Пепел Анны — страница 12 из 37

– Христофор Колумб открыл Америку, – сказал я.

– Да. Открыл.

Анна указала пальцем вдоль улицы, ведущей к морю.

– Примерно вон там.

Глава 5Байкал над головой

Дома на набережной точит океан. Если волны и ветер в нужную сторону, то воду перебрасывает через дорогу, соль ест стены, дома от этого приобретают легендарный вид. Город, крыши в солнечной короне, город с белыми стенами. Хотя, по большому счету, мы все живем в солнечной короне, если сорвать ее, Земля замерзнет за несколько часов. У мамы приключилась мигрень. Или солнечный удар. Побочный эффект солнечной короны. Или маме все надоело, что вернее. Захотелось поваляться, и она сказала, что у нее мигрень, и солнечный удар, и, может быть, денге. То есть вполне запросто с ней может быть денге, вчера у бассейна она видела подозрительных комариных личинок.

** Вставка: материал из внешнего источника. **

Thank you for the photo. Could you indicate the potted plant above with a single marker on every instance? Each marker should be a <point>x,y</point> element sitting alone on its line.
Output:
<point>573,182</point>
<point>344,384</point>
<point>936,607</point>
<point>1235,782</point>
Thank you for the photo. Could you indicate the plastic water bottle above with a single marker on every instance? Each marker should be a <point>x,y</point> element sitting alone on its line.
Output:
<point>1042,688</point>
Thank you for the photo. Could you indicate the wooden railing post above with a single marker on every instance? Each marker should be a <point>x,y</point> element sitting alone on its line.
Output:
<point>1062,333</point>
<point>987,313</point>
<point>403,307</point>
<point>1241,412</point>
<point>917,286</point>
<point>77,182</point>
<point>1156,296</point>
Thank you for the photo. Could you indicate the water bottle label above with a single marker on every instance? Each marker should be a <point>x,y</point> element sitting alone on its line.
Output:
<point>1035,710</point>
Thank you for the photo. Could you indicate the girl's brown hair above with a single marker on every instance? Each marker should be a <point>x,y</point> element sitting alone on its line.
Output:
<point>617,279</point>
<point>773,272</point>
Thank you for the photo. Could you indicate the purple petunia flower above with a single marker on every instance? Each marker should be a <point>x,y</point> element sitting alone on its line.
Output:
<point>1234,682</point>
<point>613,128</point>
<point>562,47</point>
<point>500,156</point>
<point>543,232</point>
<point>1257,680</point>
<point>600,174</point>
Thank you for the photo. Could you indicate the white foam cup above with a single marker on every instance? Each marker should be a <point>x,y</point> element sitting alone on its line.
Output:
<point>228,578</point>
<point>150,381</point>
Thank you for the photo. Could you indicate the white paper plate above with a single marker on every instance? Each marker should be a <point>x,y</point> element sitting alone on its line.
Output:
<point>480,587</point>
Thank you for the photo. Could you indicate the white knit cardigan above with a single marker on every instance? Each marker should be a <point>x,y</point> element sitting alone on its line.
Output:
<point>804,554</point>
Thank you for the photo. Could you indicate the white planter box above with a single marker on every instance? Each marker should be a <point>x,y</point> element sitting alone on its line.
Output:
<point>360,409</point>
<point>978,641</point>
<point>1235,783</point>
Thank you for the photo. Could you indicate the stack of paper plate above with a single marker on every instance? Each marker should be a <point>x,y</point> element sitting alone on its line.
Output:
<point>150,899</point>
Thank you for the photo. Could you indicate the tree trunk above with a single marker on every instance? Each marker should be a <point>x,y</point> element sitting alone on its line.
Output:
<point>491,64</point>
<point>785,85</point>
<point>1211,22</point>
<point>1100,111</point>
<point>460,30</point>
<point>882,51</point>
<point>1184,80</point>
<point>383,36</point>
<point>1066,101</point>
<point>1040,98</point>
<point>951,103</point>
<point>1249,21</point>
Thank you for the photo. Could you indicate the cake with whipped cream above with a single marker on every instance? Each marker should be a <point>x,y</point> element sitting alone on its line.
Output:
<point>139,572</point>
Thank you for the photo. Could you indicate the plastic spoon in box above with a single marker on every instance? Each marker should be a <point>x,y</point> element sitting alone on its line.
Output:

– Этот бассейн чистят раз в день, – мама приложила ко лбу ладонь. – Утром. А к вечеру в нем скапливается полно мусора с пальм, черт-те что может быть в этом мусоре. И фильтры наверняка раз в сто лет меняют.

– Да, – сказал я.

Про дохлую птицу я не стал рассказывать, чего зря волновать, и так личинок видела. Дохлую птицу видел я. Мама спускалась к бассейну по центральной лестнице, а я сбоку. Боковую лестницу, похоже, в последние два года не чистили совершенно, по краям ступеней образовался перегной, и на нем проросли травка и цветочки, а на последней ступени расплющилась птица с горбатым клювом. Размером с голубя, видом – попугай, хотя породу трудно было определить, птица сгнила и почернела. Ее размочалили дожди и вытянуло солнце, и муравьи, наверное, мимо не пробегали. То есть термитос. Термитос десперадос, от птицы много не осталось, она раскляксилась и стала похожа на черную игрушечную пластиковую жижу. Думаю, если бы тут сдохла кошка, ее тоже не заметили бы, она бы тут и валялась на боковой лестнице.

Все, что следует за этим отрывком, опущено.